From the previous articles on AI security and safety and organizations efforts for AI Red Teaming, the defense-in-depth strategy was discussed from the organization’s perspectives. It is also important to gather the perspectives of external security researchers as shared out by them in online publications and company disclosed feedback. Security research is a full-time career and one that requires constant upskilling. Many of them spend twenty hours a week hacking.

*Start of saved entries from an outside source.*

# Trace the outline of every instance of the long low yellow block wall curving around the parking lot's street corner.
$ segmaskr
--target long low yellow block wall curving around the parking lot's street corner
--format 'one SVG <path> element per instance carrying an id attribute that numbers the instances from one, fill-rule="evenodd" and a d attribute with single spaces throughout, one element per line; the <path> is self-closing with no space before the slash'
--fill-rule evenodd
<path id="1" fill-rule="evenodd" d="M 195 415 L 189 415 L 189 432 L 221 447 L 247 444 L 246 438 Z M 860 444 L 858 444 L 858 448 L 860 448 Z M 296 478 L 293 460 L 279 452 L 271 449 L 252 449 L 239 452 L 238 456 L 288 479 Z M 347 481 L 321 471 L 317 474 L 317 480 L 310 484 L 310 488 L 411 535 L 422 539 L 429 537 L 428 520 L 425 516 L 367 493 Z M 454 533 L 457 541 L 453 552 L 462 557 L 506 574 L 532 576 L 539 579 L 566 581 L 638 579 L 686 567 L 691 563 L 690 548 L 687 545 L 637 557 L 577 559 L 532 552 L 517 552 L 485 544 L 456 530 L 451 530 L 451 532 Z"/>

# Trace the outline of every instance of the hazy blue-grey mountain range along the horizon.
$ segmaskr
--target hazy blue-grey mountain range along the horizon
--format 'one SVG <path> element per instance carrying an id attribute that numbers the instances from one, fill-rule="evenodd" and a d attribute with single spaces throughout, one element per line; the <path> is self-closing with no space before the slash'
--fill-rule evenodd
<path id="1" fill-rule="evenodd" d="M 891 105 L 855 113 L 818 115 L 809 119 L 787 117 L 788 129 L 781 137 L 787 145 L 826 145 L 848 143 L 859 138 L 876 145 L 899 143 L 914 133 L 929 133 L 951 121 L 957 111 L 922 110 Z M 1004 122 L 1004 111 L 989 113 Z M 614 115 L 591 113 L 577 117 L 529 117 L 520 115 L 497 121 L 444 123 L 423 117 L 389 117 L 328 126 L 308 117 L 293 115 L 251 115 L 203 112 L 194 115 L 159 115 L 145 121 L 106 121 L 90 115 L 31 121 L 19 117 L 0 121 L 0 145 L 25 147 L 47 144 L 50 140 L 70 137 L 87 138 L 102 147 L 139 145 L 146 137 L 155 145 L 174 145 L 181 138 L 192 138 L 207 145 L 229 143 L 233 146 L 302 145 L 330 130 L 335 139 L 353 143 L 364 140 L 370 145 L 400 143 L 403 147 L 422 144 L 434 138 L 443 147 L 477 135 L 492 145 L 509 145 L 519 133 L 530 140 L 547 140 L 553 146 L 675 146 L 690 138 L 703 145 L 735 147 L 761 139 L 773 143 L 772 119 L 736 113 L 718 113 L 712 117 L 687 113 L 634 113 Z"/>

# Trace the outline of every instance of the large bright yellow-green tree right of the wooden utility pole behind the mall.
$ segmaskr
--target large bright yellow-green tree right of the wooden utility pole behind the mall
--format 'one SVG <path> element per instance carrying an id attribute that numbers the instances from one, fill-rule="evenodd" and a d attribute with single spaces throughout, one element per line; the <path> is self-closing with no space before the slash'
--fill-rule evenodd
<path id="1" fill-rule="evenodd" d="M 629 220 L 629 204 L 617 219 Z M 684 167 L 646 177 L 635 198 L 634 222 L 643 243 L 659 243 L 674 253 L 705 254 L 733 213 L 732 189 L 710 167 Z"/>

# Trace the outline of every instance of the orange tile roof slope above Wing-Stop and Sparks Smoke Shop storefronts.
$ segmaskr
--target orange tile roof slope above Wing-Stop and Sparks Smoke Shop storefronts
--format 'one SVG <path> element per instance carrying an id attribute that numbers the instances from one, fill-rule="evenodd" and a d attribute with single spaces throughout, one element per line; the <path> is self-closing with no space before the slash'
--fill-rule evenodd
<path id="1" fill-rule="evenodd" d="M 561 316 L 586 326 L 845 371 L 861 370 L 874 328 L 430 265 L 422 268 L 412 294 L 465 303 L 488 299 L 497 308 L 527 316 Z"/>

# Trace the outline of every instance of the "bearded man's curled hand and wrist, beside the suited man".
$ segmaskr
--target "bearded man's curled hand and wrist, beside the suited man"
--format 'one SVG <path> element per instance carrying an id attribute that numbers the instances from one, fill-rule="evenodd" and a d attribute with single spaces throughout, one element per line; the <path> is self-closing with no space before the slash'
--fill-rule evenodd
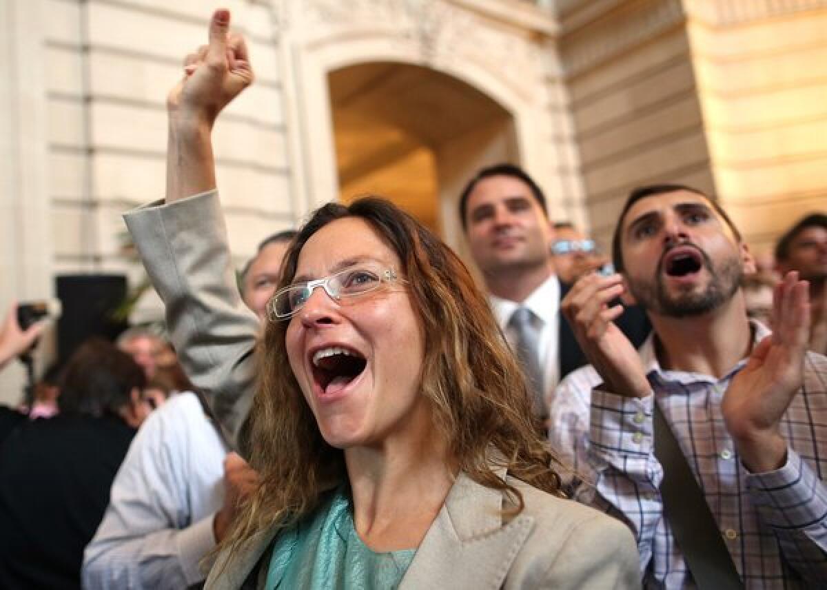
<path id="1" fill-rule="evenodd" d="M 586 275 L 571 287 L 561 309 L 586 358 L 603 378 L 605 389 L 620 396 L 645 397 L 652 388 L 638 352 L 614 324 L 623 314 L 623 306 L 609 307 L 623 292 L 619 275 Z"/>

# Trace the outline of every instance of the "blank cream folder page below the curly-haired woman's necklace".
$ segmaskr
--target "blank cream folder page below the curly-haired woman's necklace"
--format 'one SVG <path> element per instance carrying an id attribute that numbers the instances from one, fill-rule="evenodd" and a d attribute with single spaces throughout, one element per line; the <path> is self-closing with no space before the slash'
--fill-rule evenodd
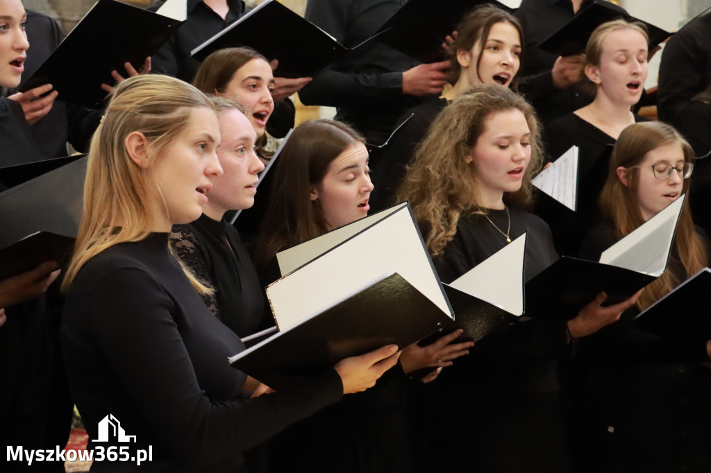
<path id="1" fill-rule="evenodd" d="M 513 315 L 523 315 L 524 233 L 449 286 L 485 300 Z"/>

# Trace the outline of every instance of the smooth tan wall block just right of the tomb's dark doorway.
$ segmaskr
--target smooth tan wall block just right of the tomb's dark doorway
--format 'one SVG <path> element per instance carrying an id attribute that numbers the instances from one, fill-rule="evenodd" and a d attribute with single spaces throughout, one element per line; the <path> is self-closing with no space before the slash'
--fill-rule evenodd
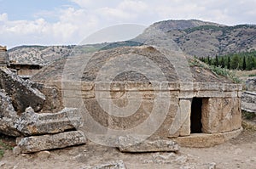
<path id="1" fill-rule="evenodd" d="M 241 99 L 203 99 L 202 132 L 230 132 L 241 128 Z"/>

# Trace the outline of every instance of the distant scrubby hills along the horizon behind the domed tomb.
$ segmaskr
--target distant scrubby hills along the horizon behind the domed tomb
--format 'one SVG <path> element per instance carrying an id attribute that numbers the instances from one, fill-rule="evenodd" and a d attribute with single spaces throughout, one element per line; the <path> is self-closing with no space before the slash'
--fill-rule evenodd
<path id="1" fill-rule="evenodd" d="M 177 43 L 185 54 L 207 57 L 234 54 L 256 49 L 256 25 L 219 25 L 201 20 L 166 20 L 150 25 L 143 33 L 155 29 L 166 33 L 166 37 Z M 133 39 L 137 41 L 137 38 Z M 131 45 L 130 45 L 131 43 Z M 87 46 L 86 51 L 99 48 L 137 46 L 137 42 L 115 42 Z M 55 59 L 68 56 L 74 46 L 21 46 L 9 50 L 10 60 L 16 63 L 48 65 Z"/>

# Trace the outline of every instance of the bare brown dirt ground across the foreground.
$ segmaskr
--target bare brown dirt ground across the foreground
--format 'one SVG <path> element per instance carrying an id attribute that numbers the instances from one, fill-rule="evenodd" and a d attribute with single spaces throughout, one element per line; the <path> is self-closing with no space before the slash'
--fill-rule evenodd
<path id="1" fill-rule="evenodd" d="M 5 140 L 6 141 L 6 140 Z M 9 144 L 12 141 L 9 140 Z M 91 168 L 109 161 L 123 161 L 126 168 L 256 168 L 256 131 L 244 130 L 237 138 L 211 148 L 181 148 L 175 153 L 120 153 L 93 143 L 35 154 L 14 155 L 6 150 L 0 168 Z M 106 167 L 110 168 L 110 167 Z"/>

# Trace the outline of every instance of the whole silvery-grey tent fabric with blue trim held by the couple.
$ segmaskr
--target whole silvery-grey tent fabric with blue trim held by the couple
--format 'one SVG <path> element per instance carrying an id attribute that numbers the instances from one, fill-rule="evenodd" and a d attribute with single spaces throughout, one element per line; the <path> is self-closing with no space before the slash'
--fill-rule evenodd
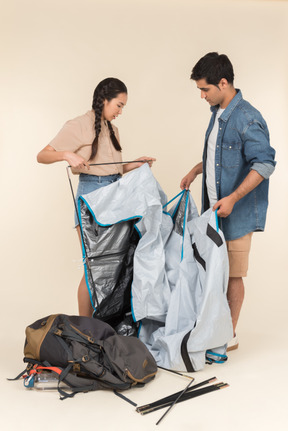
<path id="1" fill-rule="evenodd" d="M 226 244 L 189 192 L 167 207 L 147 165 L 81 196 L 86 282 L 95 317 L 126 335 L 140 324 L 159 366 L 197 371 L 225 358 L 233 336 Z"/>

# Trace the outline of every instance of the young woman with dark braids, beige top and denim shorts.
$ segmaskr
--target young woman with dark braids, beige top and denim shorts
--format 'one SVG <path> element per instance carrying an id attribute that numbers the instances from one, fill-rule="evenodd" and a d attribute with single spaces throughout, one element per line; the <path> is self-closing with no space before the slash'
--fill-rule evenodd
<path id="1" fill-rule="evenodd" d="M 93 95 L 92 110 L 64 124 L 55 138 L 37 156 L 39 163 L 65 160 L 74 174 L 79 174 L 76 199 L 117 181 L 123 173 L 143 164 L 151 167 L 156 159 L 140 157 L 134 163 L 90 166 L 96 163 L 121 162 L 121 146 L 117 127 L 111 124 L 127 103 L 127 88 L 116 78 L 101 81 Z M 75 214 L 75 226 L 81 244 L 80 226 Z M 93 308 L 83 275 L 78 288 L 80 316 L 91 316 Z"/>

While earning money is a key motivator, hacking itself helps them to both improve and advance their career. It is important to highlight the security researcher community’s commitment to making a positive impact to organizations and end-users.

Initially most hacking activity focused on web applications as fortified by the development of OWASP Top 10 list, but the landscape is shifting to more products and technologies including chatbots. As more security researchers include AI products in their testing, they still need to prioritize their picks within the emerging products. About 88% of security researchers are targeting web applications, more than half target web APIs, and about a third target mobile applications. These numbers give an indication for the requirement and current participation in emerging applications with AI models.

Security researchers excel in reconnaissance and manual exploitation that automated scanners can’t match. As they uncover unsecured or overlooked domain or spot a unique vulnerability from an outsider’s view or perform exploit chaining where initial gains can lead to significant breaches, they are blending their strengths with GenAI for high-impact exploits. For example, security researchers are using GenAI to close the gap between the discovery of an exploit and a detailed higher-quality report of the same.

The trouble with scanners is that there are a lot of false positives and noise, but a report filed by a security researcher gets attention because of the information and context and organizations strive to provide response following an expected timeline for acknowledgement, triage, and resolution. The stronger the relationship is between the organization and the security researchers, the more impactful the program becomes. Prompt response to security researchers and with respect and professionalism even when a report is invalid or duplicate, encourages this ongoing collaboration. Bounties top the list to draw them in and low bounties often discourage them. As they juggle companies that they work with, excellent communication and safe harbor legal protections retain them.

Researchers often talk about the bounty table, but they invest in programs that give back to them in the way the organizations communicate and the time to fix. Beyond this, they value strong relationships with security teams and are discouraged by negative peer reviews. This underscores how significant the perception is for attracting security researchers for an organization to scale a program effectively.